Address
- 2369 Morris Avenue Union Township, Union County, New Jersey, 07083 United States
- Coordinates: 40°42′04″N 74°17′10″W﻿ / ﻿40.7012°N 74.2862°W

District information
- Grades: PreK-12
- Superintendent: Gerry Benaquista
- Business administrator: Yolanda Koon
- Schools: 10

Students and staff
- Enrollment: 7,503 (as of 2021–22)
- Faculty: 576.7 FTEs
- Student–teacher ratio: 13.0:1

Other information
- District Factor Group: DE
- Website: www.tups.org
| Ind. | Per pupil | District spending | Rank (*) | K-12 average | %± vs. average |
| 1A | Total Spending | $17,089 | 28 | $18,891 | −9.5% |
| 1 | Budgetary Cost | 13,501 | 33 | 14,783 | −8.7% |
| 2 | Classroom Instruction | 8,222 | 31 | 8,763 | −6.2% |
| 6 | Support Services | 2,037 | 36 | 2,392 | −14.8% |
| 8 | Administrative Cost | 1,394 | 43 | 1,485 | −6.1% |
| 10 | Operations & Maintenance | 1,598 | 47 | 1,783 | −10.4% |
| 13 | Extracurricular Activities | 170 | 20 | 268 | −36.6% |
| 16 | Median Teacher Salary | 67,707 | 70 | 64,043 |
Data from NJDoE 2014 Taxpayers' Guide to Education Spending. *Of K-12 districts with more than 3,500 students. Lowest spending=1; Highest=103

= Union Public School District (New Jersey) =

School district in Union County, New Jersey, US

The Union Public School District is a comprehensive community public school district that serves students in pre-kindergarten through twelfth grade from Union Township, in Union County, in the U.S. state of New Jersey.

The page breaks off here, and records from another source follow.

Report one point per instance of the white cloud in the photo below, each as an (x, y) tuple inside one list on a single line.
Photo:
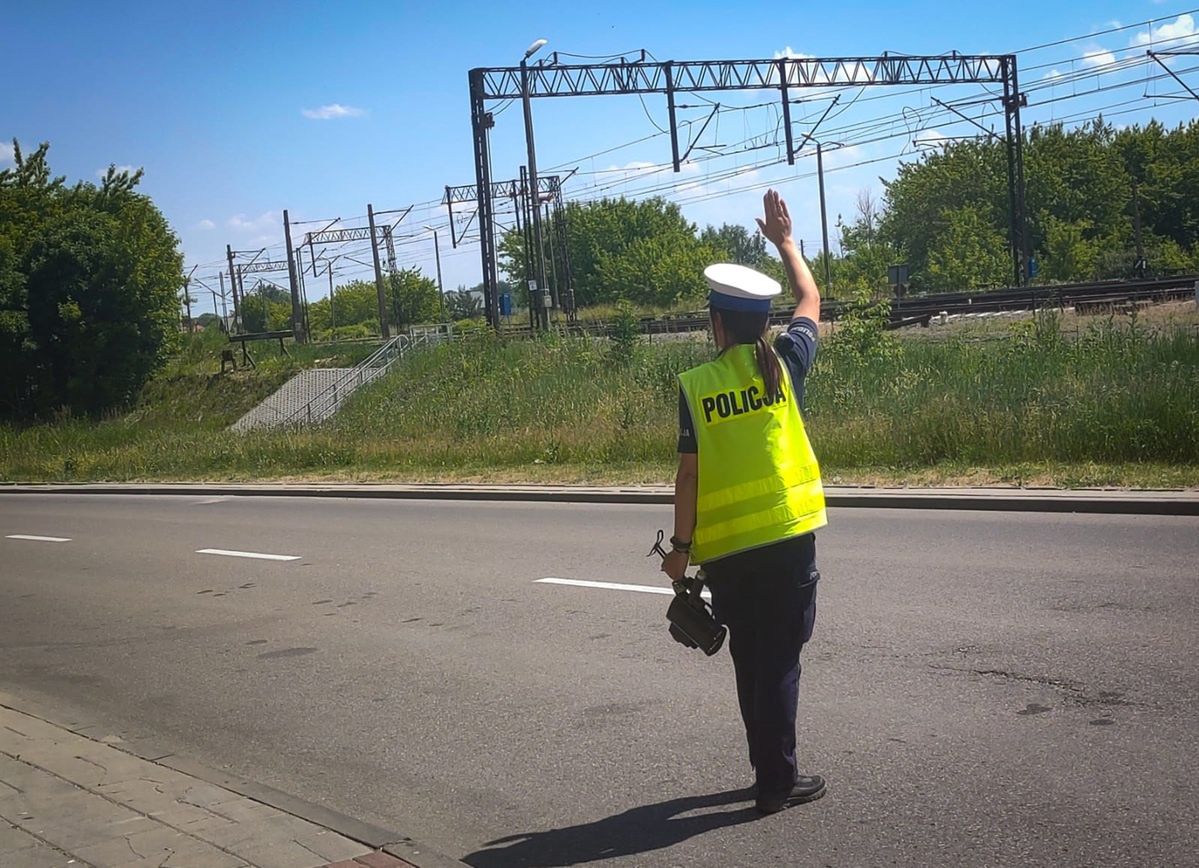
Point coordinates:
[(331, 112), (1098, 56), (127, 169), (255, 227), (1180, 30)]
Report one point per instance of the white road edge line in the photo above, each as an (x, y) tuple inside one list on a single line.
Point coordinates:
[(612, 586), (257, 555)]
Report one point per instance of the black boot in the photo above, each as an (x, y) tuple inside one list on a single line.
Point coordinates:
[(807, 788)]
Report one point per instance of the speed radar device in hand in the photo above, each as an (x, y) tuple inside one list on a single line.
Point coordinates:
[(690, 615)]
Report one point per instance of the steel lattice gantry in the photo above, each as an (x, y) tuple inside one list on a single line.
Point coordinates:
[(264, 266), (554, 79)]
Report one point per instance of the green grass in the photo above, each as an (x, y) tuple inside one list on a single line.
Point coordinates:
[(1115, 405)]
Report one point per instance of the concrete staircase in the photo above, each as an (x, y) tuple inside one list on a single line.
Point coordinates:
[(297, 396), (313, 396)]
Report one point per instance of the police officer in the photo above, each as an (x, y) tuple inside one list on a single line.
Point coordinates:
[(748, 498)]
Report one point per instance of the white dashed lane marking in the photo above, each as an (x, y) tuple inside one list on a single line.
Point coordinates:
[(257, 555), (612, 586)]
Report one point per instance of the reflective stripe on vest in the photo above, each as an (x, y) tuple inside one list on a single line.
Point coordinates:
[(759, 481)]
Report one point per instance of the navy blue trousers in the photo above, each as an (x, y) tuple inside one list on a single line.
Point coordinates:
[(767, 600)]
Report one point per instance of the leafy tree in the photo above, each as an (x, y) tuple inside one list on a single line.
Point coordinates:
[(735, 243), (89, 289), (614, 243), (354, 302), (463, 305), (261, 313), (1070, 254), (413, 297), (966, 253)]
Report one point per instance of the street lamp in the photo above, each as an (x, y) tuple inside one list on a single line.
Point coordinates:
[(540, 259), (437, 253)]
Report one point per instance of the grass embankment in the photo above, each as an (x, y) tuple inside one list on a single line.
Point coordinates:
[(1118, 404)]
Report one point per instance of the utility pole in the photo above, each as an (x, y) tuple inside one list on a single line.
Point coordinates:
[(379, 288), (236, 296), (224, 308), (187, 296), (1139, 267), (824, 218), (332, 312), (437, 254), (538, 252), (535, 309), (297, 330)]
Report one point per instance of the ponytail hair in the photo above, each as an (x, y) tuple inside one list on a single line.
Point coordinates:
[(767, 366), (747, 327)]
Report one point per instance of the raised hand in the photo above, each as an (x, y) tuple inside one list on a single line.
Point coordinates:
[(777, 223)]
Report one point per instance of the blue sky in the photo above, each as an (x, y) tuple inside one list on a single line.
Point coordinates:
[(240, 109)]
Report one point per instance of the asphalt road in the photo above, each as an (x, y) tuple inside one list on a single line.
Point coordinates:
[(982, 688)]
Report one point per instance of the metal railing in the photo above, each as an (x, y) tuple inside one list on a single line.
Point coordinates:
[(330, 399)]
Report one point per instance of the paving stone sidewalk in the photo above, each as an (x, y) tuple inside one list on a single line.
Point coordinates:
[(67, 800)]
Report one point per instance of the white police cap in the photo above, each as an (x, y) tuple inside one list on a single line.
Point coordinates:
[(740, 288)]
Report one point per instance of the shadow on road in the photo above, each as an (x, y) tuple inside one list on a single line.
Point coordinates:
[(633, 831)]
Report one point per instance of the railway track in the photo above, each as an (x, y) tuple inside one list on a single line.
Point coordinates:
[(920, 309)]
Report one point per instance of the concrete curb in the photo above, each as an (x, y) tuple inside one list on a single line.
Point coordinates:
[(366, 833), (1110, 501)]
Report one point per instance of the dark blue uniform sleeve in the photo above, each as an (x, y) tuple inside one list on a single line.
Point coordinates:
[(797, 349), (686, 431)]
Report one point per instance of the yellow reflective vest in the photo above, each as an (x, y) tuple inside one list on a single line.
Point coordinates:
[(759, 481)]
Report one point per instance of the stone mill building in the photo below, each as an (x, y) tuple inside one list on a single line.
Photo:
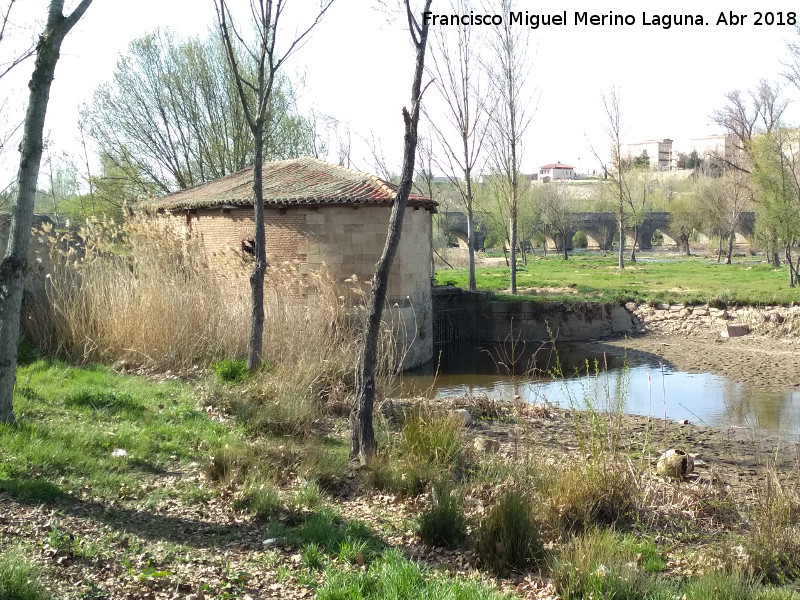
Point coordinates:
[(319, 217)]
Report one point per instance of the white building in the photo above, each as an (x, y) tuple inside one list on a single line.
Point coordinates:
[(556, 171)]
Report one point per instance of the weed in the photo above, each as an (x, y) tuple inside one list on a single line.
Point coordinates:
[(230, 370), (312, 556), (394, 576), (442, 522), (19, 578), (508, 538), (261, 497)]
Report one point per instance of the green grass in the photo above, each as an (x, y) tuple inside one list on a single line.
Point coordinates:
[(72, 421), (393, 576), (596, 279), (19, 578)]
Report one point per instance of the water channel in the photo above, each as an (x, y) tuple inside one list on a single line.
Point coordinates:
[(574, 375)]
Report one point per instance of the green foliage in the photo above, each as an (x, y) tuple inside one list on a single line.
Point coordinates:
[(182, 149), (601, 564), (595, 278), (442, 522), (230, 370), (70, 421), (393, 576), (508, 537), (19, 578), (261, 497), (429, 448)]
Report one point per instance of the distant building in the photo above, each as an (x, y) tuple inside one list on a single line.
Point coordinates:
[(555, 172), (660, 153), (715, 146)]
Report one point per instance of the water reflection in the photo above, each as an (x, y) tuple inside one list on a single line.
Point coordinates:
[(598, 375)]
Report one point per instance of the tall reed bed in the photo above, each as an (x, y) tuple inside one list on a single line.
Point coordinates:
[(143, 296)]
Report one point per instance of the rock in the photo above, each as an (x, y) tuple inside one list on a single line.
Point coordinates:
[(735, 330), (675, 463), (486, 445), (464, 415)]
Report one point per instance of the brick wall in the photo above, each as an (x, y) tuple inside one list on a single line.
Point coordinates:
[(341, 240)]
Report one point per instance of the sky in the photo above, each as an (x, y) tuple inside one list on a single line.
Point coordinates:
[(357, 67)]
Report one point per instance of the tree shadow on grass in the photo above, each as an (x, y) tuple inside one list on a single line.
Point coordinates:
[(188, 531)]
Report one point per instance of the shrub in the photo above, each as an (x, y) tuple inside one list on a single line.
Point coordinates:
[(432, 438), (579, 493), (508, 538), (429, 448), (442, 523), (772, 542), (230, 370), (579, 240), (261, 497), (600, 564)]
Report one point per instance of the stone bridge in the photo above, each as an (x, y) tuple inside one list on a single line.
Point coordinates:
[(600, 228)]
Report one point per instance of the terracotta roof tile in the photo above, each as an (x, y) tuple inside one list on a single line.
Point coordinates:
[(300, 181)]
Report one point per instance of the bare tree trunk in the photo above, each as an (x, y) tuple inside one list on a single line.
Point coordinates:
[(621, 258), (731, 235), (255, 347), (471, 244), (13, 266), (362, 439), (512, 239)]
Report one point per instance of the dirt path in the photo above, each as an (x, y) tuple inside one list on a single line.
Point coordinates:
[(770, 364)]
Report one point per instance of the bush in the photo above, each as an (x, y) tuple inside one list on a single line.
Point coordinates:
[(508, 538), (580, 493), (261, 497), (579, 240), (772, 543), (429, 448), (230, 370), (442, 523), (599, 564)]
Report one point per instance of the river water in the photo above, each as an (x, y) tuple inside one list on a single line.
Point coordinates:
[(580, 375)]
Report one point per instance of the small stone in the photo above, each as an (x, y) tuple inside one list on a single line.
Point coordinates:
[(486, 445), (464, 415), (675, 463)]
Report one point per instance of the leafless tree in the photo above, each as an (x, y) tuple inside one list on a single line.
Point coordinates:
[(510, 118), (792, 63), (619, 165), (13, 265), (462, 132), (744, 116), (255, 94), (557, 214), (22, 54), (726, 198), (362, 441)]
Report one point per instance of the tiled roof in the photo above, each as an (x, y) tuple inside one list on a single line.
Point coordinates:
[(299, 181)]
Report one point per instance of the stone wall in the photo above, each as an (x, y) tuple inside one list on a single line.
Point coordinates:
[(342, 241), (666, 319), (465, 316)]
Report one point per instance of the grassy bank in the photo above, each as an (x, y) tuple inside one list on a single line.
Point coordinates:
[(118, 486), (595, 278)]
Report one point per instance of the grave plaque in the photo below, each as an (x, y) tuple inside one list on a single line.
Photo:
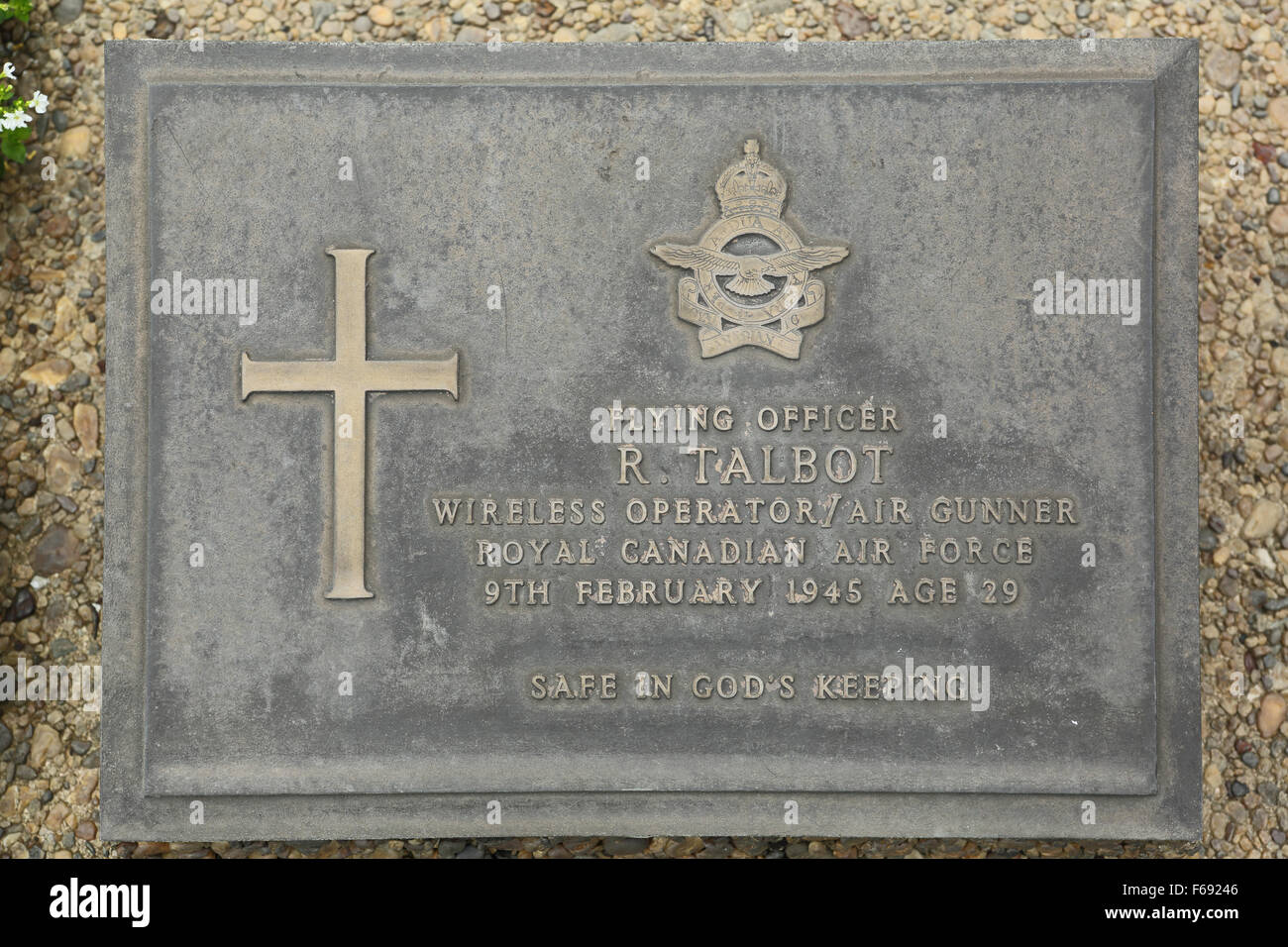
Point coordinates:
[(724, 440)]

As of the 2021–22 school year, the district, comprised of 10 schools, had an enrollment of 7,503 students and 576.7 classroom teachers (on an FTE basis), for a student–teacher ratio of 13.0:1.

The district is classified by the New Jersey Department of Education as being in District Factor Group "DE", the fifth-highest of eight groupings. District Factor Groups organize districts statewide to allow comparison by common socioeconomic characteristics of the local districts. From lowest socioeconomic status to highest, the categories are A, B, CD, DE, FG, GH, I and J.

==History==
In 1969, the Union school district was threatened with being the first town north of the Mason–Dixon line to be penalized for school segregation. The area of Vauxhall was primarily black and Jefferson Elementary School was disproportionately black compared to the rest of the town. Union avoided problems by converting Jefferson Elementary into a sixth-grade only school called Central 6 and bused all children in the district in 6th grade to Jefferson Elementary School. It was later renamed Central 5 housing all fifth-grade students because the two junior highs, Burnet and Kawameeh, became middle schools and took on sixth grade students.

==Schools==
The schools in the district (with 2021–22 enrollment data from the National Center for Education Statistics) are:
- Elementary schools
- Battle Hill Elementary School (379 students; in grades PreK-4)
  - Sharon Drayton, interim principal
- Hannah Caldwell Elementary School (646; PreK-4)
  - Mark Hoyt, principal
- Connecticut Farms Elementary School (382; PreK-4)
  - Michelle C. Osborne-Warren, principal
- Franklin Elementary School (468; PreK-4)
  - Kira Baskerville-Williams, principal
- Livingston Elementary School (420; PreK-4)
  - Benjamin Kloc, principal
- Washington Elementary School (558; PreK-4)
  - Thomas O. Matthews, principal
- Jefferson Elementary School (524; grade 5)
  - Kelly Piano, interim principal
- Middle schools
- Burnet Middle School (977; 6–8)
  - David Shaw, principal
- Kawameeh Middle School (728; 6–8)
  - Jason Malanda, principal
- High school
- Union High School (2,270; 9–12)
  - Althea Bossard, interim principal

==Administration==
Core members of the district's administration are:
- Gerry Benaquista, superintendent
- Yolanda Koon, school business administrator and board secretary

==Board of education==
The district's board of education, comprised of nine members, sets policy and oversees the fiscal and educational operation of the district through its administration. As a Type II school district, the board's trustees are elected directly by voters to serve three-year terms of office on a staggered basis, with three seats up for election each year held (since 2012) as part of the November general election. The board appoints a superintendent to oversee the district's day-to-day operations and a business administrator to supervise the business functions of the district.